For any other tasks that need to be use these tasks, the returned environment can be used in the depends_on
attribute of the other TaskEnvironment.
| Parameter | Type | Description |
|---|---|---|
name |
str |
The name of the environment. |
tasks |
TaskTemplate |
The list of tasks to create the environment from. |
depends_on |
Optional[List['Environment']] |
Optional list of environments that this environment depends on. |
Returns: The created TaskEnvironment.
Raises
| Exception | Description |
|---|---|
ValueError |
If tasks are assigned to multiple environments or have different images. |
task()
def task(
_func: F | None,
short_name: Optional[str],
cache: CacheRequest | None,
retries: Union[int, RetryStrategy],
timeout: TimeoutType,
docs: Optional[Documentation],
pod_template: Optional[Union[str, PodTemplate]],
report: bool,
interruptible: bool | None,
max_inline_io_bytes: int,
queue: Optional[str],
triggers: Tuple[Trigger, ...] | Trigger,
links: Tuple[Link, ...] | Link,
task_resolver: Any | None,
entrypoint: bool,
) -> Callable[[F], AsyncFunctionTaskTemplate[P, R, F]] | AsyncFunctionTaskTemplate[P, R, F]Decorate a function to be a task.

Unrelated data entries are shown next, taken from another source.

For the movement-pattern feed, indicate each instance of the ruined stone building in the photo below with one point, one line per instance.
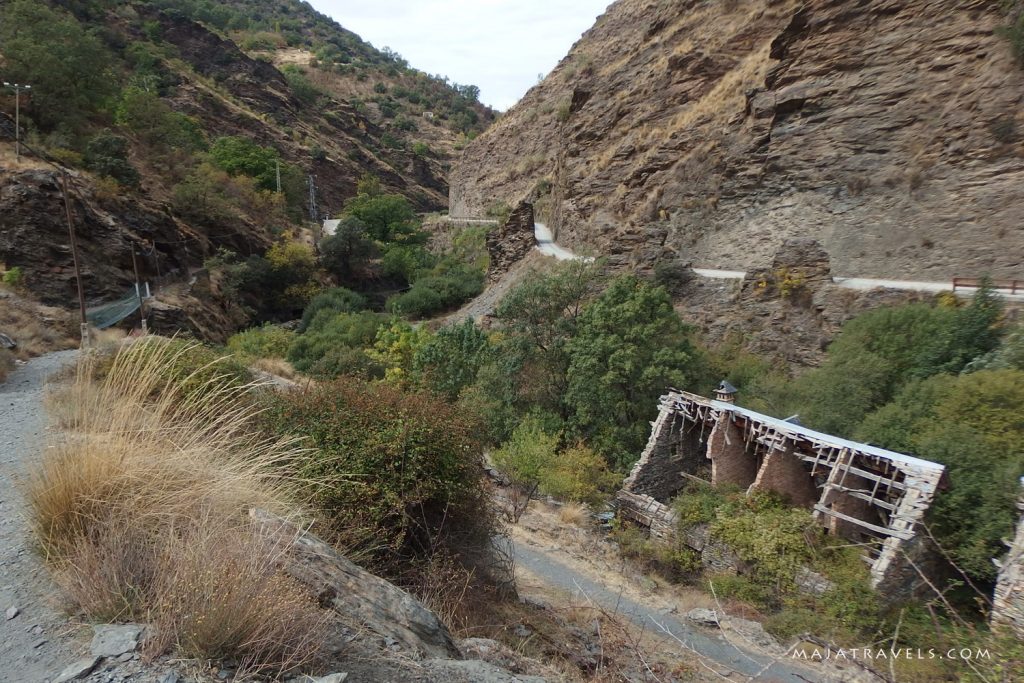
(856, 491)
(1008, 602)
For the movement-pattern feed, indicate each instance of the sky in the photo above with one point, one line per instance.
(499, 45)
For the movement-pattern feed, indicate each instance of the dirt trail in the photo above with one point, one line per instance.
(40, 641)
(561, 562)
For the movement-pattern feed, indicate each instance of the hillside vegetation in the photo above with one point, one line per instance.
(195, 127)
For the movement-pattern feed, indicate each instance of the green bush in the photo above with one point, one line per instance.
(399, 472)
(435, 294)
(347, 250)
(329, 331)
(449, 361)
(580, 475)
(269, 341)
(335, 300)
(881, 350)
(527, 454)
(6, 363)
(107, 154)
(972, 424)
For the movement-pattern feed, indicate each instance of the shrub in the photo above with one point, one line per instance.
(449, 363)
(580, 475)
(336, 300)
(347, 250)
(329, 332)
(435, 294)
(403, 469)
(107, 154)
(140, 512)
(269, 341)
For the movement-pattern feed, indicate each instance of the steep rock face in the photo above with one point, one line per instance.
(34, 236)
(512, 242)
(891, 132)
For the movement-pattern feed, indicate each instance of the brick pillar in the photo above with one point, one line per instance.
(1008, 602)
(730, 463)
(782, 472)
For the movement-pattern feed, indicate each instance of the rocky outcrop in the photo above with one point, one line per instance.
(355, 593)
(1008, 601)
(890, 132)
(512, 242)
(34, 237)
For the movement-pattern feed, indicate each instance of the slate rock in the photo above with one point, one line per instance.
(111, 640)
(77, 671)
(706, 617)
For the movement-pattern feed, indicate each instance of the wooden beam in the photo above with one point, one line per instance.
(904, 535)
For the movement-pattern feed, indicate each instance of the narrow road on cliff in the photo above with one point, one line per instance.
(36, 640)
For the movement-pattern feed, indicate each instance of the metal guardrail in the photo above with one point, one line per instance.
(1014, 286)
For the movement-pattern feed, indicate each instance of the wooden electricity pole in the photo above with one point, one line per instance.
(74, 255)
(138, 291)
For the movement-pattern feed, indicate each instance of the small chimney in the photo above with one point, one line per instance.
(725, 392)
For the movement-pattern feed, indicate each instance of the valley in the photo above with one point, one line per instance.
(704, 357)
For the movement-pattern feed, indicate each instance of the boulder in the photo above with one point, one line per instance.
(111, 640)
(353, 592)
(512, 242)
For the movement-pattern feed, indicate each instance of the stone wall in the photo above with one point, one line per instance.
(1008, 602)
(731, 463)
(858, 492)
(783, 473)
(674, 449)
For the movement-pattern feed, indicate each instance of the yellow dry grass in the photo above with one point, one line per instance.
(37, 329)
(140, 509)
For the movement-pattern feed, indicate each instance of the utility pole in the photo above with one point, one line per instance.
(74, 255)
(17, 88)
(138, 290)
(312, 199)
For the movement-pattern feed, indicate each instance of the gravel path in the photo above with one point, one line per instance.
(38, 642)
(720, 654)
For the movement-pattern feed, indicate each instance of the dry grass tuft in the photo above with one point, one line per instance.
(6, 363)
(141, 511)
(37, 329)
(574, 514)
(275, 367)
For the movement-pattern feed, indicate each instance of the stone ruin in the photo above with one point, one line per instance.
(859, 492)
(1008, 601)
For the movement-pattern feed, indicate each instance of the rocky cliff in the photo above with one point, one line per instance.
(891, 132)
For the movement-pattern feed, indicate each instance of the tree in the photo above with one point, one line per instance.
(974, 425)
(527, 454)
(343, 252)
(334, 301)
(67, 66)
(450, 361)
(107, 154)
(387, 217)
(240, 156)
(879, 351)
(629, 347)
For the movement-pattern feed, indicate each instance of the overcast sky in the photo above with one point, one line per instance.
(499, 45)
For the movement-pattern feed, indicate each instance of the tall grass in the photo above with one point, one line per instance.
(140, 508)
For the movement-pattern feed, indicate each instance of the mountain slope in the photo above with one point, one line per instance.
(163, 118)
(892, 132)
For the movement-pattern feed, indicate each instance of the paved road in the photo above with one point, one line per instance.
(721, 654)
(36, 644)
(546, 245)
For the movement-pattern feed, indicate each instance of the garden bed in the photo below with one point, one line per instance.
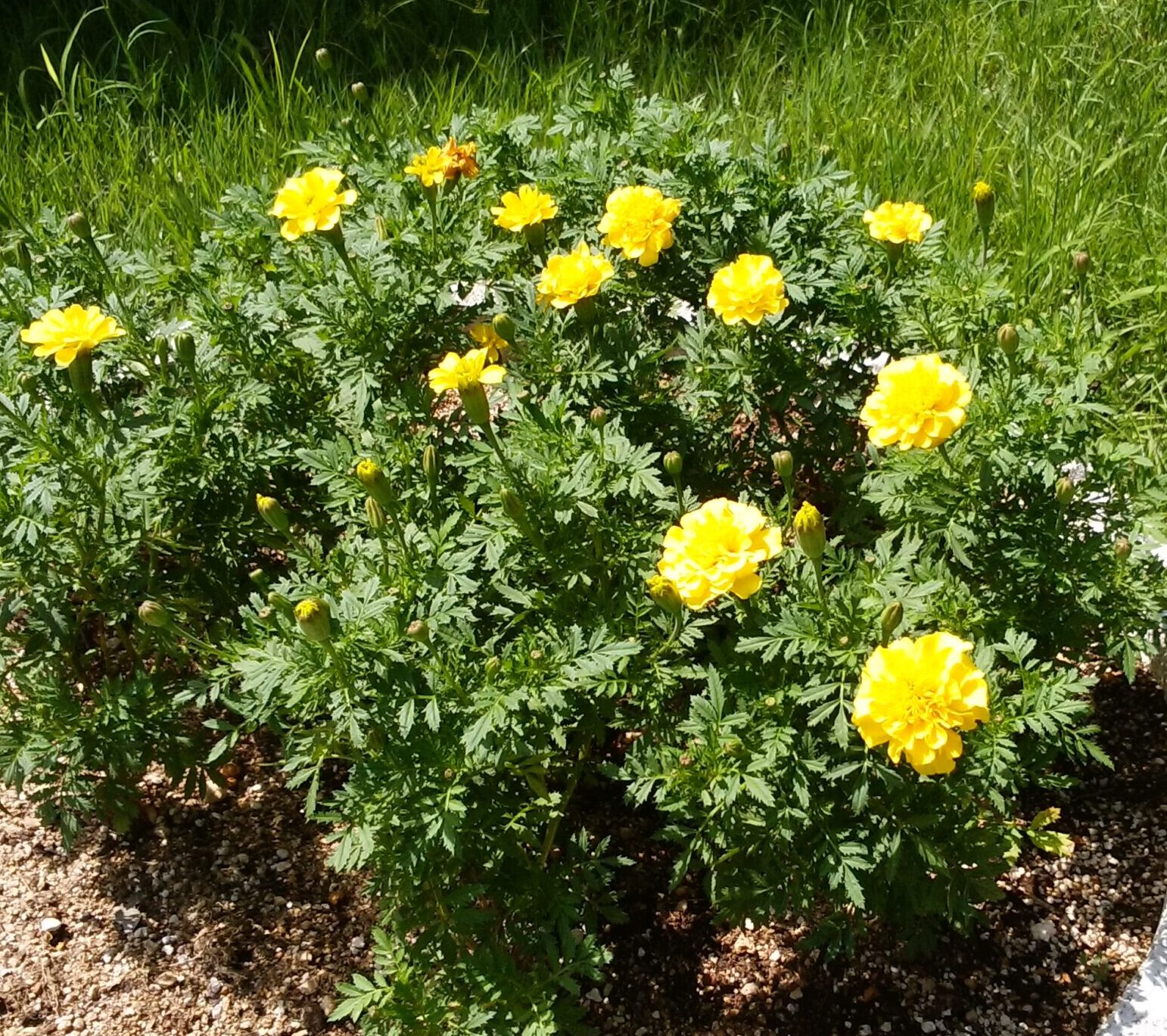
(221, 917)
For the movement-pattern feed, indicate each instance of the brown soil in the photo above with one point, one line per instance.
(221, 917)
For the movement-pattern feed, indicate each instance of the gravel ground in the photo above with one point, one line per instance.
(221, 917)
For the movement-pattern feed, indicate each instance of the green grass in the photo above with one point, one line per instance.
(1061, 105)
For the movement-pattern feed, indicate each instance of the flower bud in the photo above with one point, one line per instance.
(79, 226)
(889, 621)
(81, 374)
(784, 463)
(986, 202)
(664, 593)
(185, 348)
(375, 515)
(314, 618)
(430, 467)
(273, 514)
(512, 506)
(475, 405)
(504, 328)
(1007, 338)
(154, 615)
(811, 531)
(372, 476)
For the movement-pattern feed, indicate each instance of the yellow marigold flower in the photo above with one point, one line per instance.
(639, 222)
(310, 202)
(431, 168)
(460, 160)
(484, 334)
(917, 402)
(568, 279)
(913, 697)
(717, 549)
(66, 334)
(898, 222)
(527, 208)
(748, 290)
(467, 376)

| Parameter | Type | Description |
|---|---|---|
_func |
F | None |
Optional The function to decorate. If not provided, the decorator will return a callable that accepts a function to be decorated. |
short_name |
Optional[str] |
Optional friendly name for the task or action, used in parts of the UI (defaults to the function name). Overriding short_name does not change the task’s fully-qualified name. |
cache |
CacheRequest | None |
Optional The cache policy for the task, defaults to auto, which will cache the results of the task. |
retries |
Union[int, RetryStrategy] |
Number of user retries (int) or a RetryStrategy object. RetryStrategy accepts an optional backoff=Backoff(base, factor, cap) to pace retries exponentially. Defaults to 0 (no retries). |
timeout |
TimeoutType |
Task timeout. Accepts a timedelta, an integer number of seconds, or a Timeout object carrying any combination of max_runtime, max_queued_time, and deadline. A bare timedelta/int is interpreted as max_runtime. A bound is treated as unlimited when unset (None) or zero (0 / timedelta(0)); timeout=0 is the default and means no time bound. |
docs |
Optional[Documentation] |
Optional The documentation for the task, if not provided the function docstring will be used. |
pod_template |
Optional[Union[str, PodTemplate]] |
Optional The pod template for the task, if not provided the default pod template will be used. |
report |
bool |
Optional Whether to generate the html report for the task, defaults to False. |
interruptible |
bool | None |
Optional Whether the task is interruptible, defaults to environment setting. |
max_inline_io_bytes |
int |
Maximum allowed size (in bytes) for all inputs and outputs passed directly to the task (e.g., primitives, strings, dicts). Does not apply to files, directories, or dataframes. Default is 10 MiB. |
queue |
Optional[str] |
Optional queue name to use for this task. If not set, the environment’s queue will be used. |
triggers |
Tuple[Trigger, ...] | Trigger |
Optional A tuple of triggers to associate with the task. This allows the task to be run on a schedule or in response to events. Triggers can be defined using the flyte.trigger module. |
links |
Tuple[Link, ...] | Link |
Optional A tuple of links to associate with the task. Links can be used to provide additional context or information about the task. Links should implement the flyte.Link protocol |
task_resolver |
Any | None |
Optional TaskResolver protocol to load tasks using custom policy. |
entrypoint |
bool |
Optionally mark a task as an entrypoint task, defaults to False. This serves as a hint to the UI. |
Returns: A TaskTemplate that can be used to deploy the task.
to_custom_dict()
def to_custom_dict()Serialize this environment to the dict shape expected by ClusteredTaskSpec proto.
Imported lazily so the heavy clustered_pb2 module is only loaded at serialization
time rather than on every flyte.clustered import.